Campaigning ends at midnight (1900 GMT) on Saturday and all meetings and processions are banned from then until after Monday’s landmark vote, seen as decisive for the political future of President Pervez Musharraf.
The former ruling Pakistan Muslim League-Q (PML-Q) as well as the opposition party Pakistan Peoples Party (PPP) and supporters of Pakistan Muslim League Nawaz (PML-N) are all set to rally.
President Musharraf faces possible impeachment if the election installs a hostile parliament.
PPP co-chairperson Asif Ali Zardari, will be in Lahore and is likely to attend a seminar by a regional media association before meeting party delegations, senior party official Naveed Qamar AFP.
Nawaz Sharif has not planned any public meetings but may address a rally in Lahore, his spokesman Zaem Qadir told AFP.
An opposition alliance All Party Democratic Moment (APDM) that is boycotting the vote, including the party of former cricketer Imran Khan and Islamic organisations, is set to hold a meeting at the Pakistan monument ground in the same city.
Campaigning has however been mostly lacklustre in the leadup to the election, due partly to a wave of suicide attacks, most notably the one that martyed Benazir at a political rally on December 27.

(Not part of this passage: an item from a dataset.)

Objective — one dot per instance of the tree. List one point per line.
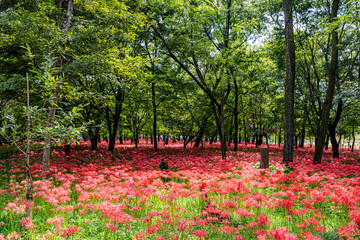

Opposition allegations of widespread rigging in favour of Musharraf’s allies (PML-Q) have also left the country’s 81 million eligible voters feeling disenfranchised.
A senior US senator in a Congressional team travelling to monitor the polls said on late Friday that the United States should cut off military aid to Pakistan if the vote is not fair.
Democratic Senator Joseph Biden, who is head of the influential Senate foreign relations committee, also forecast riots throughout Pakistan if the elections were found to be “patently rigged.”
Asked what would be the consequences of unfair elections, he said: “I would move to cut off aid to Pakistan, military aid.” He specifically cited the sale of F-16 fighter jets and P3 long-range maritime surveillance aircraft.
President Musharraf, who has received 10 billion dollars in US aid since 2001, pledged on Thursday that the elections would be fair but warned opposition groups not to protest against the result if they did not accept it.